Without New Revenue, Outlook is Bleak for Upcoming Budgets

Another round of damaging cuts to schools, health care, public safety and other vital services is looming unless the governor and General Assembly take a balanced approach to the state’s ongoing budget  crisis, one that includes additional revenue.

Despite four years of crippling cuts, revenues continue to lag, and the Governor’s Office of Planning and Budget (OPB) has  ordered  state agencies to submit  plans by Sept. 1 to cut general fund spending by  3 percent  in both the amended budget for the current fiscal year (2013) and the FY 2014 budget.  The Department of Community Health was told  to submit plans for FY 2014 that include an additional 2 percent cut.  A handful of school programs would be spared from cuts both fiscal years: basic funding for all K-12 schools, equalization grants to assist school districts that lag in local property tax revenue, and funding for schools for seeing- and hearing-impaired students.

Anemic revenue isn’t the only problem. Policymakers also face the lack of a surplus to fund mid-year changes in K-12 school spending, existing budget shortfalls in FY 2013 (including a $300 million Medicaid shortfall), and the expiration in FY 2014 of a fee on hospitals that is used to attract additional federal Medicaid matching funds.

The spending cuts  would total $256 million in the Amended FY 2013 budget and $298 million in the FY 2014 budget.

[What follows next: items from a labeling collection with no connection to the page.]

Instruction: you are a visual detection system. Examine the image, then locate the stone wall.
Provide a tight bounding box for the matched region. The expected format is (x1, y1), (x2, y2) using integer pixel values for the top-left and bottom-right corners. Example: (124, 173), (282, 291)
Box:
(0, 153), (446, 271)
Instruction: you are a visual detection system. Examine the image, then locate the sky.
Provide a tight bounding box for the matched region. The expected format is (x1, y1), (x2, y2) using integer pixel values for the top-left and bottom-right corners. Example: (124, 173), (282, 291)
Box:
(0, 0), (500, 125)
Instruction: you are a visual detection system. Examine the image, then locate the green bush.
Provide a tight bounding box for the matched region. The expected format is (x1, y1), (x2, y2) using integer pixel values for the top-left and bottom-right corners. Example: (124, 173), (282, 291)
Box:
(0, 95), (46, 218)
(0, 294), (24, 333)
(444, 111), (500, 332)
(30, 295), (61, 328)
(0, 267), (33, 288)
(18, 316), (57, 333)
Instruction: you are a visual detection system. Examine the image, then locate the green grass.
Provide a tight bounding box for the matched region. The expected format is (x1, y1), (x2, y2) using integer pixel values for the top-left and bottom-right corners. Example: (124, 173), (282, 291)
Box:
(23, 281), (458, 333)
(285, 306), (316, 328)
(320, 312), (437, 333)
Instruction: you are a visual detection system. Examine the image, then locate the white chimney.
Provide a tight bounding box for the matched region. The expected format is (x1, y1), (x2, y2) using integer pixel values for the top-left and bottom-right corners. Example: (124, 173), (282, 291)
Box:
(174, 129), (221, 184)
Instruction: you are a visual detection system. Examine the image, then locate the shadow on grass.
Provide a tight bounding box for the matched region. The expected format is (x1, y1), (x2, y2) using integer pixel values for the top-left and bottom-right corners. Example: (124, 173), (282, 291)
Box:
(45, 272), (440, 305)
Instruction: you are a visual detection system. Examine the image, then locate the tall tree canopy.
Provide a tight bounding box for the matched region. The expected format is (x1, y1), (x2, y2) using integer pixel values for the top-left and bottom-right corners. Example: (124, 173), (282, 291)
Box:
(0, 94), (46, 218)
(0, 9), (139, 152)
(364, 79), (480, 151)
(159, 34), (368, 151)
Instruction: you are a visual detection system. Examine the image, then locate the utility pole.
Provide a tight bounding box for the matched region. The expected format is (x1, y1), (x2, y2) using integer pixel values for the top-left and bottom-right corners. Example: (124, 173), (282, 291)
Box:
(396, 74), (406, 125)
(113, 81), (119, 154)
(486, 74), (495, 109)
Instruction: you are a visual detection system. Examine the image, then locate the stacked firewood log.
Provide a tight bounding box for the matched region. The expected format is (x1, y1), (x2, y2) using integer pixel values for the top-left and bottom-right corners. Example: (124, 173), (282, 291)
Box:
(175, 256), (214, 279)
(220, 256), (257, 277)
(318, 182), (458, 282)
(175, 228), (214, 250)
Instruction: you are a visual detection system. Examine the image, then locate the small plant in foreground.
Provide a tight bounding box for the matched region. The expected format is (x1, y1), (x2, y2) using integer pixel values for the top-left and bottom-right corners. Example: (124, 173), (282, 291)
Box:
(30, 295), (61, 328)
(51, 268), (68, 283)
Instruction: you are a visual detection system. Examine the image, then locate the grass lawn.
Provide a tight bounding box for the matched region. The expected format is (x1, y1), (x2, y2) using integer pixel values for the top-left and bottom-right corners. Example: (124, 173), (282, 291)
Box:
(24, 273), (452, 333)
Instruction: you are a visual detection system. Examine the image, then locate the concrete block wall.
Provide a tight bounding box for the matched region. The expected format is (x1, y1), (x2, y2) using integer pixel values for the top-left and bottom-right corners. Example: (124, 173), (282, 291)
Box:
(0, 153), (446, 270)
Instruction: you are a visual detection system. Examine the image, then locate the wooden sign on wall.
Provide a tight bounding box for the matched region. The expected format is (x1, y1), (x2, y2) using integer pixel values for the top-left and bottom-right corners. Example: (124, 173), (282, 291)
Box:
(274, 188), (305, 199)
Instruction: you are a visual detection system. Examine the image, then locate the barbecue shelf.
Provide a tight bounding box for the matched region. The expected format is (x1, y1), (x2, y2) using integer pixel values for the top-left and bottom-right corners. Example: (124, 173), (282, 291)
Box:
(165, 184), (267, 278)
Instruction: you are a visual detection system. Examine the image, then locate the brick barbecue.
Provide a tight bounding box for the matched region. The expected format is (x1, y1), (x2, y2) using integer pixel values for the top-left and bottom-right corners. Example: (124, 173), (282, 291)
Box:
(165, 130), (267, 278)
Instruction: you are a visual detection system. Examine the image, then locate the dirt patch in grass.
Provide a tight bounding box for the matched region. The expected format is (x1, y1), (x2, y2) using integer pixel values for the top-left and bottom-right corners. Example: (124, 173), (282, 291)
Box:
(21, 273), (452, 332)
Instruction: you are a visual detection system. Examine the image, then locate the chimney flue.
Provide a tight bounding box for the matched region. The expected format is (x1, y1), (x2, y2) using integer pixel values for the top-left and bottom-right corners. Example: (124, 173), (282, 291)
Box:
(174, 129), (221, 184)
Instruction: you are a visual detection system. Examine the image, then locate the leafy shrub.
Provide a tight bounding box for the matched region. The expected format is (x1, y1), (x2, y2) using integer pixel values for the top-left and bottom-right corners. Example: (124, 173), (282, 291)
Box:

Even that may be optimistic. Without strong revenue growth in both FY 2013 and FY 2014, it is likely that the  cuts will be significantly worse than what the Governor’s budget office ordered.  The outlook is bleak.  Georgia State University’s Economic Forecasting Center recently  projected that revenues will continue to grow at only a moderate pace.

There is a better way than more cuts. A balanced approach to this ongoing crisis, one that includes additional revenues through truly comprehensive tax reform, will help assure Georgia can make the investments necessary for robust job growth and a strong economy. A strategy of continued crippling cuts to education, health care, public safety, and economic development efforts, combined with an outdated and inefficient tax system, will only squelch  economic growth and make our problems worse.

1 Quality Basic Education, Equalization, and State Schools programs ($6,945, 910,018) are exempt from cuts.